I-67表 国籍別外国人登録者・入国者数

I-68表 外国人の罪名・国籍別検察庁新規受理人員

I-69表 退去強制事由別摘発人員

I-70表 資格外活動者及び資格外活動がらみ不法残留者の活動内容

Iー71表 外国人新受刑者の国籍別人員

 I-71表は,裁判が確定して新たに我が国の行刑施設に入所した外国人の数を見たものである。昭和62年における外国人新受刑者は905人であり,新受刑者総数2万9,726人の3.0%に当たるが,この比率には近年特に大きな変化は見られない。

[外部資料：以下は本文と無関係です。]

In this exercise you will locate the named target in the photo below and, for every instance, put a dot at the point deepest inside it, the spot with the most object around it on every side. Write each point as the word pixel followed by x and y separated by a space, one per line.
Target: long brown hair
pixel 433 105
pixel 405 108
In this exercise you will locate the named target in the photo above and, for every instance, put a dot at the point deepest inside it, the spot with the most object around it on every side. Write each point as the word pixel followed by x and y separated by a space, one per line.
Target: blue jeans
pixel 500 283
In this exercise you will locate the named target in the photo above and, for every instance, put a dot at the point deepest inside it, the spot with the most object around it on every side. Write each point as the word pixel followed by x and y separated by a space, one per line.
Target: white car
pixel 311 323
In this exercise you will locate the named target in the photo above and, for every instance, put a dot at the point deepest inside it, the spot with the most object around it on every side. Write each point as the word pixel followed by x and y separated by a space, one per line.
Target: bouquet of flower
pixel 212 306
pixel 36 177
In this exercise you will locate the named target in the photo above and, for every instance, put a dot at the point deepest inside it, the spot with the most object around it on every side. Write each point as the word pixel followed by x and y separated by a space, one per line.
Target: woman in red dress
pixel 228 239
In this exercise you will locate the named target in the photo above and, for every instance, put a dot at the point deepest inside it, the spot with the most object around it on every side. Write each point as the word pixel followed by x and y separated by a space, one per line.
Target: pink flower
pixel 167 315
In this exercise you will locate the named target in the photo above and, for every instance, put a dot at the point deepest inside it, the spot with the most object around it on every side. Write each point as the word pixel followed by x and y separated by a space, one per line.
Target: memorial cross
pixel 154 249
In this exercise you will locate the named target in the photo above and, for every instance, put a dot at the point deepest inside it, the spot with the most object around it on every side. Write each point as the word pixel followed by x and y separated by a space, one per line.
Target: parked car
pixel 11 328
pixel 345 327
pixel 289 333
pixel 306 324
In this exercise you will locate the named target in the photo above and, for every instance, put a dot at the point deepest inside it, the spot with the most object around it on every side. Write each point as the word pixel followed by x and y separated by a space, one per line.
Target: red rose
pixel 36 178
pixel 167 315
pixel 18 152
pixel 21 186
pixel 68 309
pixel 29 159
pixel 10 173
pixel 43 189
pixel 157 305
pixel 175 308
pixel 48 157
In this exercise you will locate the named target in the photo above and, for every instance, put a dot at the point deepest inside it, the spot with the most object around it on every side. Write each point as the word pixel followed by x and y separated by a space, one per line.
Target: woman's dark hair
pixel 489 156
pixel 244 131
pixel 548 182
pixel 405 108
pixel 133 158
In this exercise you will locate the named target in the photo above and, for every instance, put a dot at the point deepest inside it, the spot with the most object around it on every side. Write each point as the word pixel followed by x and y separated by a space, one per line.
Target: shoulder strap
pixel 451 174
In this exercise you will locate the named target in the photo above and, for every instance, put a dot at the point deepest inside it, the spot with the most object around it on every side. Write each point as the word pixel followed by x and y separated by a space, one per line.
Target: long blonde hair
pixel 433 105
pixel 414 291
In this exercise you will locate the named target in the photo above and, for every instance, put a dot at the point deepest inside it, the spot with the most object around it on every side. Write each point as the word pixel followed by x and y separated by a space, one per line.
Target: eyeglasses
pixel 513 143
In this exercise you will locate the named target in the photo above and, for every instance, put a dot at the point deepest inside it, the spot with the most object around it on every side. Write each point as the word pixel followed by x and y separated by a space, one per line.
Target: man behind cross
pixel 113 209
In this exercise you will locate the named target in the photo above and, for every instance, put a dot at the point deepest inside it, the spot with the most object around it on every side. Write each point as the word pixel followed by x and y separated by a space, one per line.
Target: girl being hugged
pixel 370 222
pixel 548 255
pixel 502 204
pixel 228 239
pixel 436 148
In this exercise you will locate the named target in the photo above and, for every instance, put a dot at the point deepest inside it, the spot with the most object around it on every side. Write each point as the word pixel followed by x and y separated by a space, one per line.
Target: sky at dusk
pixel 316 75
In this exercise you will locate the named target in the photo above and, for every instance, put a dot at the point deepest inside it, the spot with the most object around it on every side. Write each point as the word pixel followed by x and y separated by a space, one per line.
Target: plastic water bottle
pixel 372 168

国籍別では,韓国・朝鮮が744人で最も多く,外国人新受刑者の82.2%を占めており,次いで,中国の60人(6.6%),アメリカ合衆国の21人(2.3%)などとなっている。

I-72表 外国人が被害者である刑法犯の認知件数

 I-72表は,最近5年間に,日本国内において外国人が被害に遭った刑法犯の認知件数を見たものである。総数で見ると,昭和62年は8,575件で,前年より726件(7.8%)減少している。罪名別では,窃盗の被害が7,110件(82.9%)で最も多く,次いで,傷害の399件(4.7%),詐欺の289件(3.4%),暴行174件(2.0%)などの順になっている。